Sold for £ 3,120 (US$ 3,976) inc. premium
KEATS, JOHN (1795-1821, poet)
PORTRAIT BY FREDERICK HOLLYER (1837-1933) POSSIBLY AFTER JOSEPH SEVERN'S DAUGHTER, ANN MARY NEWTON (1832-1866),
photograph, platinotype, head and shoulders, reading a book held in his hand, inscribed in the field 'John Keats', 5¾ x 4¾ in (14.66 x 12.1 cm).

Footnotes

  • EXHIBITED: British Library Millennium Exhibition Chapter and Verse: 1000 years of English Literature, 2000.

    This portrait came in a sugar-paper wrapper, still present, inscribed in pencil 'Portrait of Keats given me by Mrs Severn.' It is reproduced by Donald Parson, Portraits of Keats, 1954, where he attributes the original to Severn's daughter, Ann Mary Newton, who studied under George Richmond.

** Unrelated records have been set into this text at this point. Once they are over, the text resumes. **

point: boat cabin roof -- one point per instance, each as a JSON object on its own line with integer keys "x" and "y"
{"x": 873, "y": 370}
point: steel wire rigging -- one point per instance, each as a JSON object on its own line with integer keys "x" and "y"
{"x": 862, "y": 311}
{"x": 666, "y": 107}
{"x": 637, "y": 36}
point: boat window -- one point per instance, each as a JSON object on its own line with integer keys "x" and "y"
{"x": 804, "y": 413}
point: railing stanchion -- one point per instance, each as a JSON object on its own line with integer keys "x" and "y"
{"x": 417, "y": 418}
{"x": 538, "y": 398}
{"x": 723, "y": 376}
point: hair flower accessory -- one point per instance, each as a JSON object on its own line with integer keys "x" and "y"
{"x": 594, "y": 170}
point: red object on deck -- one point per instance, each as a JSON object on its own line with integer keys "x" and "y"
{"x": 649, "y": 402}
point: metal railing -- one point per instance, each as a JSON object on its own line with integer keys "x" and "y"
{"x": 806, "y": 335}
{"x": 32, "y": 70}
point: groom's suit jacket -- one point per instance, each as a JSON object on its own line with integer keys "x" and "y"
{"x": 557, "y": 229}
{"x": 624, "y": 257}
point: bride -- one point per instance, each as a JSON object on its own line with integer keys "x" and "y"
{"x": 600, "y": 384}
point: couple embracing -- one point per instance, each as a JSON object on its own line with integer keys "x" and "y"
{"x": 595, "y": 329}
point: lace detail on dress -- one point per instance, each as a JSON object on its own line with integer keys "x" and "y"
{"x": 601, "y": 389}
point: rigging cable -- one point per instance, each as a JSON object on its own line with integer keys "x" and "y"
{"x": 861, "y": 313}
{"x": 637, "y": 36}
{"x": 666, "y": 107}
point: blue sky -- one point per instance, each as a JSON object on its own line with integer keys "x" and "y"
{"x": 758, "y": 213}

The original is stated by Parson to be in the possession of Colonel Claude Furneaux, who was Ann Mary Newton's nephew. Ann Mary loved Keats's poetry and was given a gold brooch for a wedding present partly made up of Keats's hair. Joseph Severn was, of course, famous for his posthumous portraits of his great friend Keats.

    'A platinotype is a type of photograph made by a process derived from that invented by William Willis in 1873, but perfected to the degree of facsimile by Frederick Hollyer when photographing drawings. The paper was impregnated (not coated as it the usual case) with light sensitive compounds of iron. After exposure through a negative, a fine layer of platinum was deposited on the exposed areas by means of a chemical reaction. The temperature when the reaction took place determined the colour of the image. Cold, the colour is a soft, rich dove grey. Hot and the image tended towards sepia. Hollyer was able to achieve such fine control of the whole process that some of his planotypes are almost indistinguishable from drawings' (Maas Gallery). See note on Hollyer at the end of the catalogue.